Der Lukastext, der für heute vorgesehen ist, deutet an, dass es einen Zusammenhang gibt zwischen der Ausbreitung des Christentums und dem Wunderwirken Gottes. Jesus war ein Zimmermann, der von Fischen nichts verstand. Die Anweisung, die er gab, war unfachmännisch. Sie lautete:

Fahre hinaus, wo es tief ist, und werft eure Netze zum Fang aus.

Diese Anweisung war völlig daneben, denn mitten am Tag werden die Fische nicht an der Oberfläche verweilen an der Stelle, wo das Wasser am tiefsten ist. Trotzdem führte Petrus diesen scheinbar unsinnigen Befehl aus. Er vollzog damit eine Glaubensentscheidung, bei der er es riskierte, sich lächerlich zu machen. Und siehe da, es passierte ein Wunder.

'The Miraculous Draft of Fishes', 2005, TTaylor

In jedem Wunder steckt eine Botschaft. Sie sind nicht bloß Machtdemonstrationen. Wenn Jesus ein Wunder vollbrachte, dann wollte er damit etwas sagen. Die Botschaft, um die es hier geht, hängt mit dem Auftrag an Petrus zusammen:

Fürchte dich nicht! Von nun an wirst du Menschen fangen!

Der wundersame Fischfang veranschaulicht, wie die Christenheit sich ausbreiten würde. Diese Ausbreitung ist nicht in erster Linie eine menschliche Leistung, sondern eine Wundertat Jesu Christi.

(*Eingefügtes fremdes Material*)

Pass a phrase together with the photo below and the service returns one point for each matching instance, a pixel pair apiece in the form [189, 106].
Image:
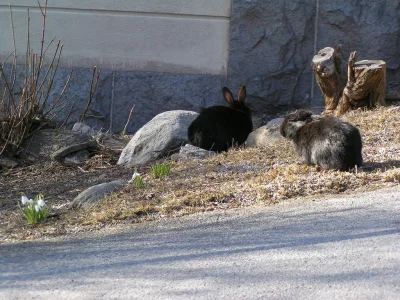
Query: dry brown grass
[241, 177]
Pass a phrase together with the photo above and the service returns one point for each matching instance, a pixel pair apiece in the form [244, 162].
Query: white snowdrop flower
[41, 203]
[135, 175]
[24, 200]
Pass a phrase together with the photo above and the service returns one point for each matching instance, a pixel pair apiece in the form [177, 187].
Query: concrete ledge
[220, 8]
[125, 42]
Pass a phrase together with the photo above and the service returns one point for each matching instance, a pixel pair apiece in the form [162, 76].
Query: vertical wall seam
[315, 48]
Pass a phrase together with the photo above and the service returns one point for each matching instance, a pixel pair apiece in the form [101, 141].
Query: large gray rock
[162, 136]
[96, 193]
[50, 144]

Die Ausbreitung der Christenheit ist dementsprechend immer ein Wunder. Denn die Kirche ist eine Schöpfung des Heiligen Geistes. Dass wir hier versammelt sind, um Gottesdienst zu feiern, ist ein Wunder des heiligen Geistes. Keine menschliche Leistung kann die Kirche schaffen oder erhalten. Wir sind Christen allein durch die Gnade Gottes. In diesem Sinne gibt es auch bei uns im Westen Zeichen und Wunder, denn die bloße Existenz der Christenheit hier bei uns ist ein Wunderzeichen.

Aber wir können an der Erhaltung und Verbreitung des christlichen Glaubens mitwirken. Da, wo Kirche ist, gibt es Millionen von Arbeitsstunden im Hintergrund. Dass wir hier und heute Gottesdienst feiern können, hängt damit zusammen, dass unzählige Menschen unermesslich viel geleistet haben, weil sie glaubten, dass es sinnvoll ist, an der Sache Christi beteiligt zu sein, auch wenn viel vergebliche Mühe dabei ist, wie bei Petrus vor dem großen Fischfang. Die Christenheit ist das Ergebnis von menschlicher Arbeit und göttlichem Wunder, wobei das Wunder ausschlaggebend ist.

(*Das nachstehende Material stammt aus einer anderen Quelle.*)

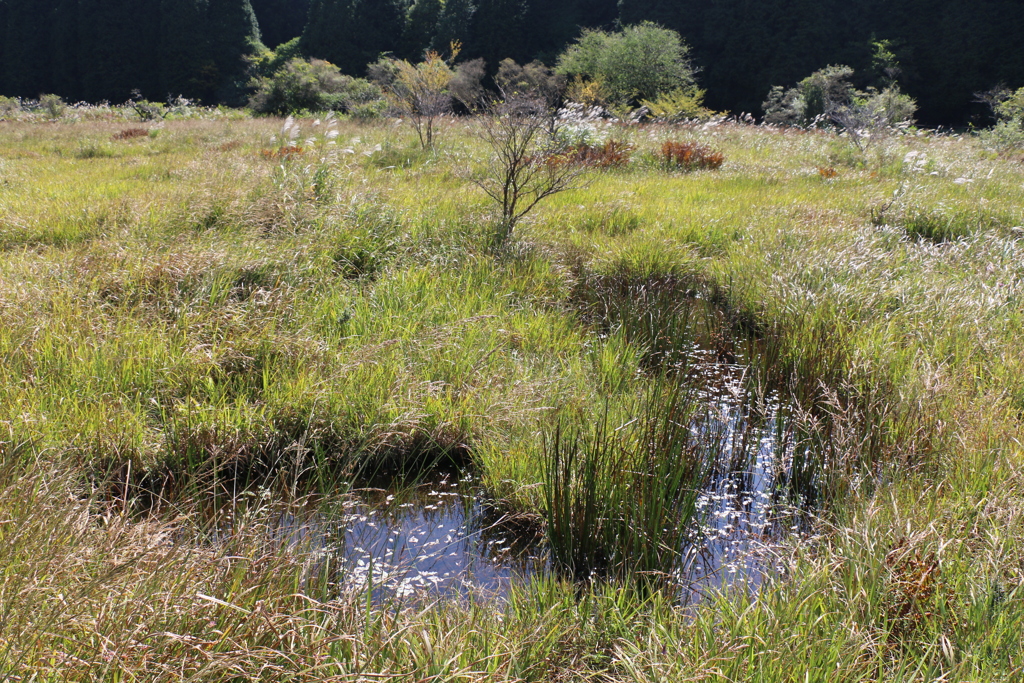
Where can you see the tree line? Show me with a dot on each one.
(104, 49)
(97, 50)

Petrus ist für uns alle eine Vorlage. Er war bereit, etwas zu tun, was scheinbar sinnlos war, damit ein Wunder geschehen konnte. Und auch wir sollten etwas tun, was scheinbar sinnlos ist: wir sollten mit Wundern rechnen und für Wunder beten.

Es gab einen evangelischen Missionar mit dem Namen Arthur Matthews, der für die China-Inland-Mission gearbeitet hatte. Anhand seiner eigenen Erfahrung hat er folgendes behauptet: „Gott grenzt einige seiner Tätigkeiten ein, je nachdem wie seine Anhänger beten. Wenn sie nicht bitten, wird er nicht handeln. Der Himmel wartet auf unsere Anregungen und unsere Initiativen, dass wir offenbaren, was wir wollen. Er wartet, dass wir im Gebet vorbringen, wonach wir uns sehnen.“

Als ich in den 60er Jahren in San Francisco wohnte, entstand dort die Hippy-Bewegung und die ersten Studenten-Revolten. Beide waren eine Auflehnung gegen konventionelle Einschränkungen. Es entstanden in dieser Zeit einige Sprüche und Parolen. Und unter diesen Parolen gibt es eine, die bei mir hängen geblieben ist und an die ich immer wieder denken muss. Sie lautet: „Sei realistisch, fordere das Unmögliche!“ Dieser Spruch ist ein passender Leitsatz für den christlichen Glauben. Es gibt Gott gegenüber nur eine einzige realistische Haltung, nämlich, man sollte von ihm das Unmögliche erwarten. Wer das Unmögliche von Gott nicht erwartet, macht ihn zu klein. Gerade bei uns Protestanten besteht die Gefahr, dass wir Gott auf das beschränken, was der eigene Verstand begreifen kann. Wenn Gott nicht größer wäre als das, was unser Verstand akzeptieren kann, dann wäre er nicht mehr Gott.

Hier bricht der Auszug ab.